C’est seulement la troisième fois en neuf élections au suffrage universel qu’un candidat de la gauche l’emporte. Et, coïncidence de l’Histoire, François Hollande totalise quasiment le même score que le socialiste François Mitterrand, en 1981, avec 51,76% des voix. Quant au président sortant non réélu, c’est une première depuis Valéry Giscard d’Estaing, toujours en 1981, par le même François Mitterrand.

Si la victoire est nette, il n’y a pas eu de soulèvement populaire en faveur de François Hollande. Il l'avait pourtant appelé de ses vœux. Le socialiste fait ainsi moins bien que Nicolas Sarkozy au second tour en 2007 (53,06%). Un Nicolas Sarkozy, qui lui, a connu des sommets d’impopularité durant la majeure partie de son quinquennat, et qui a vu sa stratégie de droitisation, consistant à courtiser les électeurs de Marine Le Pen, mise en échec.

>> Portrait: Nicolas Sarkozy, un président-candidat prisonnier de ses propres frontières

A la Mutualité, Nicolas Sarkozy a vite reconnu sa défaite. Il a remercié ses troupes et les Français qui ont voté pour lui, regrettant de ne pas avoir «convaincu une majorité de Français», estimant «porter toute la responsabilité de cette défaite». Emu, le président sortant a déclaré: «Au moment où je m’apprête à redevenir un Français parmi les Français, plus que jamais j’ai l’amour de notre pays, inscrit au plus profond de mon cœur».

A Tulle, François Hollande a remercié ses électeurs, avant d’adresser «un salut républicain à Nicolas Sarkozy (...) qui mérite tout notre respect». S’estimant «fier d'avoir été capable de redonner espoir», François Hollande a lancé: «Je serai le président de tous!», avant de demander à «être jugé sur deux engagements majeurs: la justice et la jeunesse».

Le résultat du scrutin de ce dimanche dresse un tableau incertain des élections législatives.
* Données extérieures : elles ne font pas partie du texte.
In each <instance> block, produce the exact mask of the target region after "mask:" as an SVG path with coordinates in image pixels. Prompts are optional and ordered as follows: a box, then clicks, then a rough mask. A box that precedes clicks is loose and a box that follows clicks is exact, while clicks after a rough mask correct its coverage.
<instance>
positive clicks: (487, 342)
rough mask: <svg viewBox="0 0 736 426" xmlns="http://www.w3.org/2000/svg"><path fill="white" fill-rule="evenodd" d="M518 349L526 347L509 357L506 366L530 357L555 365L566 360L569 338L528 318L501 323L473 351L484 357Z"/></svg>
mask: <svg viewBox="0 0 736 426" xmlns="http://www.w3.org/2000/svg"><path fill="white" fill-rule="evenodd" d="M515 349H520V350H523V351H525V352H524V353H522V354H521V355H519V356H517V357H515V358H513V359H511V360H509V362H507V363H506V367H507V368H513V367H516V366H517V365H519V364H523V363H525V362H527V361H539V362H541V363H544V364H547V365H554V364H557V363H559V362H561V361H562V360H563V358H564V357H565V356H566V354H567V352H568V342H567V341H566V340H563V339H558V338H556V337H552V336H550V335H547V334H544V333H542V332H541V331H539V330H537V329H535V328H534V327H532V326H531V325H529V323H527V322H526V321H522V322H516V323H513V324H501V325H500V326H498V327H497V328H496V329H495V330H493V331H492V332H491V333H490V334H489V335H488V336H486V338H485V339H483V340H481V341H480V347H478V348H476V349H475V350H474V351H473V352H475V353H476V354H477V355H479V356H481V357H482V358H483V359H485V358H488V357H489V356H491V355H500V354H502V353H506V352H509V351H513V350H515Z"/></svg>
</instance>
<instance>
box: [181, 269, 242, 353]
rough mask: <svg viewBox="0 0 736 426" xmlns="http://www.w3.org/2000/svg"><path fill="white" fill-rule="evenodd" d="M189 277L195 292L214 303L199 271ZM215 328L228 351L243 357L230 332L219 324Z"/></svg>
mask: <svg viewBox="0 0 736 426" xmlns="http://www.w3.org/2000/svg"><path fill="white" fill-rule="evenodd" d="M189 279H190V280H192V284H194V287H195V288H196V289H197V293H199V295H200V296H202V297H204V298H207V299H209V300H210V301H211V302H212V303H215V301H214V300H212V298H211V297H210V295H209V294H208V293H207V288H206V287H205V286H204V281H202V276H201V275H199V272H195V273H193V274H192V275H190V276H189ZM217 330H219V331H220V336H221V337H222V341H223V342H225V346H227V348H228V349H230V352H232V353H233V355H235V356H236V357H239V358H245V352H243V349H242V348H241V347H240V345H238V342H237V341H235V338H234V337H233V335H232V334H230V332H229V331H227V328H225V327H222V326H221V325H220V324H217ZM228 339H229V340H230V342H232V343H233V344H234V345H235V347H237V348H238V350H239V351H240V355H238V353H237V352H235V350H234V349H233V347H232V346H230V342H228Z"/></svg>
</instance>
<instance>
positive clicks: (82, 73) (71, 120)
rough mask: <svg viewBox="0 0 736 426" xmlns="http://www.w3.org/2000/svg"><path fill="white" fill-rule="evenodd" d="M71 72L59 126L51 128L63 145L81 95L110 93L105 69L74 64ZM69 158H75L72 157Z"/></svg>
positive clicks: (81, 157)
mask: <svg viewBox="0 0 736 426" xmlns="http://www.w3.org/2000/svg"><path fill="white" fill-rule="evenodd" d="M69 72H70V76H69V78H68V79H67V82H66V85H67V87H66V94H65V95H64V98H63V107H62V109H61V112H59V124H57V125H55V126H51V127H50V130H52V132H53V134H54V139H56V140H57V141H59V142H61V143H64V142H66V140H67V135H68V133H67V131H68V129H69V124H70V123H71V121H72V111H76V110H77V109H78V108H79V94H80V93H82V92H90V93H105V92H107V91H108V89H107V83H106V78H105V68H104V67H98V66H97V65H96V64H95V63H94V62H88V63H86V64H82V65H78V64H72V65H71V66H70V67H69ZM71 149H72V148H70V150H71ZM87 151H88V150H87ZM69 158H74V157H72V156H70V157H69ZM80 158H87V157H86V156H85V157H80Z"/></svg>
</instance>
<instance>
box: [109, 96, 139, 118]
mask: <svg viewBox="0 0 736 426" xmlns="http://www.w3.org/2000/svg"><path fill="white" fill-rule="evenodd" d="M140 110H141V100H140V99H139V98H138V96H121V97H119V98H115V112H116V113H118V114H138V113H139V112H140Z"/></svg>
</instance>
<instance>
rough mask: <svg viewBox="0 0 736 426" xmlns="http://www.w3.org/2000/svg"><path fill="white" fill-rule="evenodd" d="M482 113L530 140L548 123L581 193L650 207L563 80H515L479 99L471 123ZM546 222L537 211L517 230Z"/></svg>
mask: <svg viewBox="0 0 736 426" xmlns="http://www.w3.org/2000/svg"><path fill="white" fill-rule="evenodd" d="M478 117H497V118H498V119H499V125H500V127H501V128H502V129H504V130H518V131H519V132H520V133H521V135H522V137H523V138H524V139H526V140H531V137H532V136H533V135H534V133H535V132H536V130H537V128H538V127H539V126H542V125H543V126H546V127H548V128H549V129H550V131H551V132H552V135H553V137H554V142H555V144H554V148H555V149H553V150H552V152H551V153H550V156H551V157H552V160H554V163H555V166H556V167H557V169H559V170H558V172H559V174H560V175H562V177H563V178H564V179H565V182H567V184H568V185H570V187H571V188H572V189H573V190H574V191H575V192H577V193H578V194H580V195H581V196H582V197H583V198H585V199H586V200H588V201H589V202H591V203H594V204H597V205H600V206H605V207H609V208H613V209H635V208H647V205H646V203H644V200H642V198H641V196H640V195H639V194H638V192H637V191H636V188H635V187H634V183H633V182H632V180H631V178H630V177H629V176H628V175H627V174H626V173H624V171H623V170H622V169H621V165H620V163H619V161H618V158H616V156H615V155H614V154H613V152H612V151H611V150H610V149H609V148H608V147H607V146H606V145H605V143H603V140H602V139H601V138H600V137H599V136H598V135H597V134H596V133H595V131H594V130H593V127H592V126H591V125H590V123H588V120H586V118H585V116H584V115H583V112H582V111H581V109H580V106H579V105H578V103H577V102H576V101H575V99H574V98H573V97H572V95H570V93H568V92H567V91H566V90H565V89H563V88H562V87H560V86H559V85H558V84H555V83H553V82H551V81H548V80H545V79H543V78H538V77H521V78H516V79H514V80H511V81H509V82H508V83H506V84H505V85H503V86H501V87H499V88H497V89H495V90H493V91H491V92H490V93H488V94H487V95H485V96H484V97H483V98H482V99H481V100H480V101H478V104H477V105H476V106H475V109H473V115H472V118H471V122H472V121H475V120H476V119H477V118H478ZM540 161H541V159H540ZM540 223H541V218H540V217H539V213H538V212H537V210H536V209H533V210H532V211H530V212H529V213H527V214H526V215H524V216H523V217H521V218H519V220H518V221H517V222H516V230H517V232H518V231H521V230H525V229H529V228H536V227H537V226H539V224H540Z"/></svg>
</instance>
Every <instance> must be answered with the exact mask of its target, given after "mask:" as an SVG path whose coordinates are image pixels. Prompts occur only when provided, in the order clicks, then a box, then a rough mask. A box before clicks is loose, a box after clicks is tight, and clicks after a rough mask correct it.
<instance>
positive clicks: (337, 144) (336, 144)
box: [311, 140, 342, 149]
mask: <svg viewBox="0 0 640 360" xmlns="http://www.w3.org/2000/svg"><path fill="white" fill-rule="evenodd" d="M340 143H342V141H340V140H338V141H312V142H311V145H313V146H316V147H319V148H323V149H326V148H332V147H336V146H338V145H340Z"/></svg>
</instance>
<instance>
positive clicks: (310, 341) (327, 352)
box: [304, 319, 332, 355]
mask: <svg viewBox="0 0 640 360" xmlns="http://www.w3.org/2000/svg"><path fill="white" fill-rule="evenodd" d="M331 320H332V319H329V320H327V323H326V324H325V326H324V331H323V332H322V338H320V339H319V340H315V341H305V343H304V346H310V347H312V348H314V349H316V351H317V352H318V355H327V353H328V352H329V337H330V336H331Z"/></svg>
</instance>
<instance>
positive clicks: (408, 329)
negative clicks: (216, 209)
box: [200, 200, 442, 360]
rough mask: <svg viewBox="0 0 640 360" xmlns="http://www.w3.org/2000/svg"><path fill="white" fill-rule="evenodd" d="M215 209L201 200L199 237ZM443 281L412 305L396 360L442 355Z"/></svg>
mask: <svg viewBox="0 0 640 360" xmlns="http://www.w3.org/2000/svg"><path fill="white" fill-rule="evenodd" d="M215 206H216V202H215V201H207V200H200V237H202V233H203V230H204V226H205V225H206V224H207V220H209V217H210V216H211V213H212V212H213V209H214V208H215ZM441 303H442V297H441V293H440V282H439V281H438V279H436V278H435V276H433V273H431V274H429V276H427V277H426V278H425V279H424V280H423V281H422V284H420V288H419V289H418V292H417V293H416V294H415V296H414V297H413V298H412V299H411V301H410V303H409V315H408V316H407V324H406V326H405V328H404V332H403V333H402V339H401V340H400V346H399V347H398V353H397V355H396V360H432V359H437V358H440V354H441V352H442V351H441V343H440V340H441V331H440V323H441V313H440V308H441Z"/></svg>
En pleine tempête économique, et alors que l’Union européenne est traversée de soubresauts, les Français, qui viennent d’élire un Président de gauche, lui donneront-ils une majorité? Le Parti socialiste pourra-t-il obtenir la majorité des sièges à l’Assemblée nationale? Rien n’est moins sûr. Et du côté de Nicolas Sarkozy, la chose est entendue. Le président sortant ne mènera pas cette campagne.